Nginx, CDN and SEO

Events happening in the community are now at Drupal community events on www.drupal.org.
superfedya's picture

Hi,

I use a CDN module for the parallel request.
But it creates a SEO problem. Same article can me available from many sub-domains:

mysite.com/article
cdn1.mysite.com/article
cdn2.mysite.com/article
cdn3.mysite.com/article

...

It isn't good for SEO.

Right now I add the sub-domaines like that:

server {
    listen 80; # IPv4
    server_name mysite.com cdn1.mysite.com cdn2.mysite.com cdn3.mysite.com;
    limit_conn arbeit 32;
...

Any way to make cdn works only for images/js/css and for any other request redirect (301) to the main domain?

With Apache I did like this:

RewriteCond %{HTTP_HOST} ^mysite.com$ [NC]
  RewriteRule ^(.)$ http://www.mysite.com/site/$1 [L,R=301]

  RewriteCond %{HTTP_HOST} ^cdn1.mysite.com$ [NC]
  RewriteRule ^(.
)$ http://www.mysite.com/site/$1 [L,R=301]

  RewriteCond %{HTTP_HOST} ^cdn2.mysite.com$ [NC]
  RewriteRule ^(.)$ http://www.mysite.com/site/$1 [L,R=301]

  RewriteCond %{HTTP_HOST} ^cdn3.mysite.com$ [NC]
  RewriteRule ^(.
)$ http://www.mysite.com/site/$1 [L,R=301]

http://drupal.org/node/1060358

Any suggestions?

Thanks

Comments

Use the Nginx 'map'

Peter Bowey's picture

Use the Nginx 'map' feature+permanent rewrite.This sample from my own server:

map $host $cdn_caller {
        default                         '';    # default is no divert
        ~^(?:cdn1.static.com.au|cdn2.static.com.au|cdn3.static.com.au|cdn4.static.com.au) 1;  # CDN caller
    }
    map $host $cdn_check {
        default                         1;  # default is block
        ~
^(?:cdn1.static.com.au|cdn2.static.com.au|cdn3.static.com.au|cdn4.static.com.au) 0;  # CDN caller
    }
##
##
    # Divert CDN Host headers
    if ($cdn_caller) {      # Remote CDN should NOT come here
        rewrite ^ $scheme://cdn1.static.com.au$request_uri? permanent;      # send it to the correct static host
    }

--
Linux: Web Developer
Peter Bowey Computer Solutions
Australia: GMT+9:30
(¯`·..·[ Peter ]·..·´¯)

Something like this might do it

perusio's picture

Try.
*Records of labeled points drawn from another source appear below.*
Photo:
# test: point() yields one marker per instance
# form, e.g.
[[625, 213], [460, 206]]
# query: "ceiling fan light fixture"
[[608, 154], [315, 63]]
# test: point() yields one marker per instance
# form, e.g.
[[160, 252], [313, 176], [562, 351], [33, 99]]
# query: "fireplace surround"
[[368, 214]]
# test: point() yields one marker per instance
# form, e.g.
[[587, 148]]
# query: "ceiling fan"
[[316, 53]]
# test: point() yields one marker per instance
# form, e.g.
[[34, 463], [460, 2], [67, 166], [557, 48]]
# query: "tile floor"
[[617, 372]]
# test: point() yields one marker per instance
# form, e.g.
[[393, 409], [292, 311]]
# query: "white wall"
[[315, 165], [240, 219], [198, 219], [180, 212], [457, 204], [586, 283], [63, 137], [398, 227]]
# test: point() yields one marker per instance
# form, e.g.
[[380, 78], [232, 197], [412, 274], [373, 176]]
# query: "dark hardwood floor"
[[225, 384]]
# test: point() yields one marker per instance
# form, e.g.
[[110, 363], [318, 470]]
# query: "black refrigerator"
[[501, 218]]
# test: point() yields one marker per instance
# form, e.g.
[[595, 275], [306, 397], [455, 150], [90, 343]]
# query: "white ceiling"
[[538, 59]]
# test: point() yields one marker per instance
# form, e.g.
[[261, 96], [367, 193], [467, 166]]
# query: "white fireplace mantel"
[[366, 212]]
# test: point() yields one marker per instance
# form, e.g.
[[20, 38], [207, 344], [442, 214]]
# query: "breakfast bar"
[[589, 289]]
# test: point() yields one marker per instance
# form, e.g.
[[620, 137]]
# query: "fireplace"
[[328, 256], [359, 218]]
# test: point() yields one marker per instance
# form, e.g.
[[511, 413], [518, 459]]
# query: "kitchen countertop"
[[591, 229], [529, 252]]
At the http level:

map $uri $redirect_cdn {
    default 0;       
     ~\.(?:css|gif|js|jpe?g|png)$ 1;
}

At the server level:
if ($redirect_cdn) {
   return 301 http://mycdn.com$request_uri;
}

peter bowey Thanks, it

superfedya's picture

peter bowey

Thanks, it exactly what I need. But The there is one problem, in browser everything is OK. All images are available from the CDN.

But http://www.webpagetest.org/result/120601_3B_J7D/1/details/ shows many 301 redirect.
That isn't good for SEO. How I can remove any 301 redirect from images/css/js on the CDN1/2/3?

perusio
Thanks
It will redirect each file to the CDN, but everything are already available from CDN. The idea is to redirect everything from CDN to the main domain exept images/css/js. To make rid of double content.

How I can add to this line:
~^(?:cdn1.mysite.com|cdn2.mysite.com|cdn3.mysite.com) 1; # CDN caller

Exception of jpg, gif, css, js files?

Thanks

I didn't understood your initial request

perusio's picture

This is the simplest approach:
At the server level or inside the / location, do:

location ~* \.(?:css|gif|js|jpe?g|png)$ {
    return 301 http://$http_host$request_uri;
}

This means that you have to modify the location that handles static files. Leave the server_name as you have it above with all the cdn hostnames. This should do the trick.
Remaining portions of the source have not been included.